Here’s a Red Alert and some important dates that should be on your calendar:
Immediately: zEDC Red Alert
As our regular readers will know, Cheryl and I are big fans of zEDC (zEnterprise Data Compression). All of my experience with it has been positive, and all of the feedback we received from our customers has been positive. Sadly, however, we all know that no software is perfect, and zEDC is no exception.
On March 14, 2016, IBM issued a Red Alert for a data loss problem with zEDC. The potential exists for data loss when writing to a zEDC-compressed data set if all the following conditions are met:
- The program is using QSAM to write to the sequential data set.
- A CLOSE is issued and there exists a partial QSAM buffer that has not yet been written.
- All allocated space in the data set is filled.
In this case, the unwritten partial buffer may not be written after CLOSE processing obtains the new extent for the data set. The problem is unique to QSAM; it does not apply to BSAM or other access methods. It applies to z/OS 1.13, 2.1, and 2.2.

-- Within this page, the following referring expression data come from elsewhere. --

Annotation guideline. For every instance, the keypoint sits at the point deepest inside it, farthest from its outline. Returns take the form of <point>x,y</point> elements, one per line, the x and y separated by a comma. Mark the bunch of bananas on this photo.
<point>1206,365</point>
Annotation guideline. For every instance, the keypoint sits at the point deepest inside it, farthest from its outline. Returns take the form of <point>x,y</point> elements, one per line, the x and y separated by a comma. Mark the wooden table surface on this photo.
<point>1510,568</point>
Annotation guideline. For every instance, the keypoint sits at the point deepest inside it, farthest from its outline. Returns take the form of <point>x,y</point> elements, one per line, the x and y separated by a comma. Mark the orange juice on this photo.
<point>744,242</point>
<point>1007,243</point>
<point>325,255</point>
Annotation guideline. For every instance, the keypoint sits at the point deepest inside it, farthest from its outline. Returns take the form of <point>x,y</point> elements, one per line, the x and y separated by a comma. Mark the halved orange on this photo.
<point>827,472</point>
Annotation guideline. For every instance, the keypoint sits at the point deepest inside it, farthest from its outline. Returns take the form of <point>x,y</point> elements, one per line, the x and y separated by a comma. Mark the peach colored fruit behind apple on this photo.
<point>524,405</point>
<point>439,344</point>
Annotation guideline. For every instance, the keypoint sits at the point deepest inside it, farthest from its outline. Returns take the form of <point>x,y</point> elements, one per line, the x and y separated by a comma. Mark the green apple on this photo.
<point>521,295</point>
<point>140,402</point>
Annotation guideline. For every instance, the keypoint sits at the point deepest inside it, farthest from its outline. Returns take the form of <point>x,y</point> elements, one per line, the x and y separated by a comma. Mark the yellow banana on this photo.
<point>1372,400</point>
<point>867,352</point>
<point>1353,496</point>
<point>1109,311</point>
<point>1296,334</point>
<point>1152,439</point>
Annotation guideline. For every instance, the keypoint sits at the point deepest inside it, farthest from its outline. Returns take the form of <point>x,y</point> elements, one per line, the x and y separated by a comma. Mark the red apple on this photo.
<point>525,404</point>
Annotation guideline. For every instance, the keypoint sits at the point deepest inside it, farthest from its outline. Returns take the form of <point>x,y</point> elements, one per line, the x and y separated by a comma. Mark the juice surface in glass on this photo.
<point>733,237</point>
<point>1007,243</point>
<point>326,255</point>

The problem is described by APAR OA50061, and the PTFs are available, but an IPL is required to implement it. So if you’re using, or planning to use, zEDC, now is the time to install the PTFs.
Very Soon: zBC12 and zEC12 End of Marketing
On February 16, 2016, IBM announced (US 916-037) the end of marketing for the zEC12 and zBC12 processors. June 30, 2016 is the last date for ordering the processors in RoHS-compliant countries (which include most, if not all, countries in Europe), while December 31, 2016 is the last date to order these processors from the US. These dates also apply to upgrades that require new parts. LIC upgrades (for example, to enable an existing, but uncharacterized, PU) can be ordered up until December 31, 2017.
Soon: z/OS 1.13 End of Support
The end of support (EOS) date for z/OS 1.13 and z/OSMF 1.13 is fast approaching – September 30, 2016. If you still have any z/OS 1.13 LPARs still running, you should have definite plans to complete your migration to z/OS V2. You can pay IBM for a ‘Lifecycle Extension’ agreement for z/OS 1.13, but why would you pay extra to stay on an old release, rather than moving to z/OS V2 with additional function and save the additional cost? If you have a choice, we recommend that you upgrade to z/OS 2.2 instead of 2.1. z/OS 2.2 has many significant new features, and it’s had a very high and successful migration record. “Easiest migration ever!” said one of our readers. While confirming the EOS dates at http://www-01.ibm.com/software/support/lifecycle/index_z.html, we also noticed that z/VM 5.4 has an EOS date of December 31, 2016.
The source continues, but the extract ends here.